Let $X,Y$ be topological spaces. We call a continuous map $u:X\to Y$ universal if for every continous map $f:X\to Y$ there is $x\in X$ such that $f(x) = u(x)$.
If $u:X\to Y$ and $v:Y\to Z$ are universal, is $v\circ u: X\to Z$ universal?
(I am thinking about this question because of an inspiration from Fixed points and universal maps for posets ).
This seems to be answered negatively in "On the composition and products of universal mappings" by W. Holsztyński (Fundamenta Mathematicae 64(2) (1969), 181-188).
I've not looked at the proof or really tried to figure out why it works, but if I understand correctly what is claimed, then one counterexample from the paper is as follows:
$M$ is a Möbius band, regarded as the annulus $\left\{z\in\mathbb{C}:\frac{1}{2}\leq\vert z\vert\leq 1\right\}$ with $z$ and $-z$ identified for $\vert z\vert=\frac{1}{2}$.

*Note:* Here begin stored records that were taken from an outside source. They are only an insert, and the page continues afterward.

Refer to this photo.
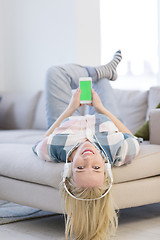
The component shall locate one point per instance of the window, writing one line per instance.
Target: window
(131, 26)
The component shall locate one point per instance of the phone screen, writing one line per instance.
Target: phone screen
(85, 86)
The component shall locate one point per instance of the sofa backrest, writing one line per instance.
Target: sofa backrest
(133, 106)
(17, 110)
(27, 111)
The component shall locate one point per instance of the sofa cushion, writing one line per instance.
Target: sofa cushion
(19, 162)
(40, 121)
(17, 110)
(133, 107)
(143, 131)
(21, 136)
(153, 99)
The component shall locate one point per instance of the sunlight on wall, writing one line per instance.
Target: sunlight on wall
(131, 26)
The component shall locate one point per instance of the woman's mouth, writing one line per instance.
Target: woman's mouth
(87, 151)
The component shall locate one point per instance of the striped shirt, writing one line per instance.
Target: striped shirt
(119, 148)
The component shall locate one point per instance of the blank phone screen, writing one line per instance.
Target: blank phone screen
(85, 87)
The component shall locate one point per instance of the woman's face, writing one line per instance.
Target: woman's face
(87, 166)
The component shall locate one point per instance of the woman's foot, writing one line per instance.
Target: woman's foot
(109, 70)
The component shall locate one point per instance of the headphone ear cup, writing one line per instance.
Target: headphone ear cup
(67, 171)
(109, 171)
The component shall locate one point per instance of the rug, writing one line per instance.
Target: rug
(11, 212)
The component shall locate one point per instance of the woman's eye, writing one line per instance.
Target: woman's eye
(80, 167)
(96, 167)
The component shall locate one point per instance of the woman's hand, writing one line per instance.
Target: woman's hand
(96, 102)
(75, 100)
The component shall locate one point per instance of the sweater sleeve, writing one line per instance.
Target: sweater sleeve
(127, 151)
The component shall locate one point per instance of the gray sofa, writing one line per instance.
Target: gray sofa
(27, 180)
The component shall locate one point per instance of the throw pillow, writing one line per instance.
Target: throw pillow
(143, 131)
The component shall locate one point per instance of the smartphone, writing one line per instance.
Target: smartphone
(85, 84)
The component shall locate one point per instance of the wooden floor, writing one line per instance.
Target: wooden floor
(142, 223)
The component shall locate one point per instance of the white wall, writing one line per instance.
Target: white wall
(40, 33)
(2, 87)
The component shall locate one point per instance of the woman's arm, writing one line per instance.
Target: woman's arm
(97, 104)
(73, 105)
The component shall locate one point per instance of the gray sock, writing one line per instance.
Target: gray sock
(109, 70)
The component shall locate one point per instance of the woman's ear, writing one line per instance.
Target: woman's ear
(70, 159)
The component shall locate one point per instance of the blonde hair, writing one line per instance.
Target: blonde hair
(95, 219)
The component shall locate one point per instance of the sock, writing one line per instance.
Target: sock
(109, 70)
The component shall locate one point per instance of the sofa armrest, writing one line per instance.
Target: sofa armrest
(154, 126)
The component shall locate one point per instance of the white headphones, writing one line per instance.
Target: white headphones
(68, 172)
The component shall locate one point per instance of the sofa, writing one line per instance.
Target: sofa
(27, 180)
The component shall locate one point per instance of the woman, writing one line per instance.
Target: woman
(90, 144)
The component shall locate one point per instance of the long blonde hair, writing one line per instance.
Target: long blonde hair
(86, 220)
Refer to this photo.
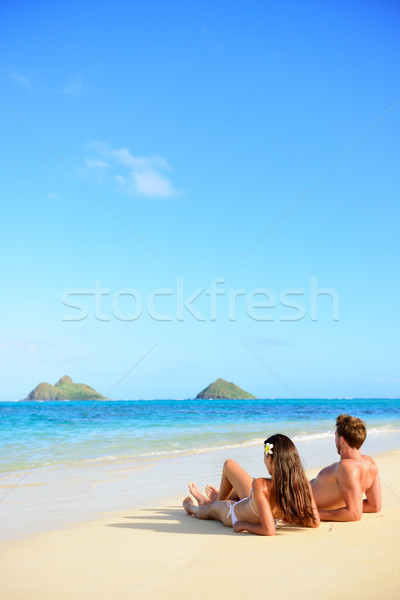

$Q$ is the closed unit disc $\left\{z\in\mathbb{C}:\vert z\vert\leq 1\right\}$.
Apparently the map $u:M\to Q$ induced by $z\mapsto\left(2-\frac{1}{\vert z\vert}\right)z$, which identifies the inner boundary of the annulus to a point, and the map $v:Q\to Q$ given by $z\mapsto z^2$ are both universal, but $v\circ u$ is not.